Dalam tradisi batik Jawa, motif memang tidak pernah sekadar dekorasi. Direktorat Jenderal Kebudayaan Kemendikbud mencatat bahwa cerita Panji adalah salah satu repertoar seni pertunjukan yang paling luas tersebar di Asia Tenggara, dari Jawa hingga Thailand dan Kamboja. Wayang beber adalah salah satu medium paling awal tempat cerita ini hidup. Batik wayang beber, dengan demikian, adalah keberlanjutan dari tradisi narasi yang sudah berjalan delapan abad. Setiap kain yang mengangkat motif Panji meneruskan apa yang pernah digambar di atas daun lontar.

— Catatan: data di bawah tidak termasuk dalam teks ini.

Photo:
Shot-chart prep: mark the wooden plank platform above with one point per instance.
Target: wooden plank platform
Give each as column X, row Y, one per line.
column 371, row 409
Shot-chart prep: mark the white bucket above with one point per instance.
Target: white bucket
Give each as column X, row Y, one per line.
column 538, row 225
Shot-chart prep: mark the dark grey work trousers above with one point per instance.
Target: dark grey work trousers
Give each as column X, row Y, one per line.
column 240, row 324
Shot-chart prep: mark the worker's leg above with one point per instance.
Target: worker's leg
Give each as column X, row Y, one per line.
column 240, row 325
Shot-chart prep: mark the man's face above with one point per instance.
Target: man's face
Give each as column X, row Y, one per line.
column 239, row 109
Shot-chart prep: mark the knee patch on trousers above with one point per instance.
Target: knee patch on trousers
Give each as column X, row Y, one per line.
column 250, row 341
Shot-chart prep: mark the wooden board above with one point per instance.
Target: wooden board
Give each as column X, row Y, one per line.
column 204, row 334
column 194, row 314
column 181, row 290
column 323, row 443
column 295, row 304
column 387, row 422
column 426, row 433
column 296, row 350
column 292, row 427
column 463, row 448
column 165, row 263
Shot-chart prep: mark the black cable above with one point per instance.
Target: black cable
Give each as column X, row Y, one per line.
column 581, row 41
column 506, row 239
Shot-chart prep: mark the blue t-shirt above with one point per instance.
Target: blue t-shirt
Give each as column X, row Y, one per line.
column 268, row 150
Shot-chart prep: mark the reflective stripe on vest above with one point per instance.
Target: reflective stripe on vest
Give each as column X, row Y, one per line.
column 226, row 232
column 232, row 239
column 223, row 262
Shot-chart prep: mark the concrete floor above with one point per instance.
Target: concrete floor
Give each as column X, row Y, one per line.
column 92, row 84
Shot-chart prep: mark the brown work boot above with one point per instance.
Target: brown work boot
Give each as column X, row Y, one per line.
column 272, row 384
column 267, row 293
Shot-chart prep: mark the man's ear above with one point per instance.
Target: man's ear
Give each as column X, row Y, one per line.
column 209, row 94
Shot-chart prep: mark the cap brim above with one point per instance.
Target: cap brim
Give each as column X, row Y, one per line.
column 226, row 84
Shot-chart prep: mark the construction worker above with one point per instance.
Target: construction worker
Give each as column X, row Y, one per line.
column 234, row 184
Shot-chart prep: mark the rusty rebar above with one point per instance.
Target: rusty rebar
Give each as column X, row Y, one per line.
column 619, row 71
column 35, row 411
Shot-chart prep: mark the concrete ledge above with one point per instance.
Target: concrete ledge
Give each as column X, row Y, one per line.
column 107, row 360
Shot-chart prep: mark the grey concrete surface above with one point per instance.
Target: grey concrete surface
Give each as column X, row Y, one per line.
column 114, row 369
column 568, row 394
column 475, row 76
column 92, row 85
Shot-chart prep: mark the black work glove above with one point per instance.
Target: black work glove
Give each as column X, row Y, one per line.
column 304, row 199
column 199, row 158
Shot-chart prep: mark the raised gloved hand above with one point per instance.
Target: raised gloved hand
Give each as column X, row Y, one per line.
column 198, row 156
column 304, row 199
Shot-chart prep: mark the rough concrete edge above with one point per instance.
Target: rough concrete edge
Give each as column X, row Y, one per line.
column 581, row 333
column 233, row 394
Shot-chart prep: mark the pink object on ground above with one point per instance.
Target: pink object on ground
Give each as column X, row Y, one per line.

Pelestarian yang Bergerak, Bukan yang Membeku
Ada sebuah perdebatan yang sering muncul dalam diskusi pelestarian budaya: apakah mengubah bentuk sebuah seni tradisional berarti mengkhianatinya? Apakah motif wayang beber yang dipindahkan ke kain batik masih "asli"?
Pertanyaan itu mungkin melewatkan fakta paling dasar tentang wayang beber itu sendiri. Seni ini telah berubah bentuk berkali-kali sepanjang delapan abad keberadaannya. Dari daun lontar ke kertas, dari cerita Mahabharata ke kisah Panji, dari konteks ritual murni ke pameran museum. Setiap perubahan adalah respons terhadap zamannya. Yang tidak berubah adalah inti naratifnya, keinginan untuk bercerita, keinginan untuk merawat kisah agar tidak hilang ditelan waktu.
Batik wayang beber adalah kelanjutan dari keinginan itu. Selama cerita Panji masih terurai di atas kain, selama tangan pengrajin masih menuangkan motif itu dengan canting dan malam, sesuatu dari Karangtalun tetap hidup dan berjalan.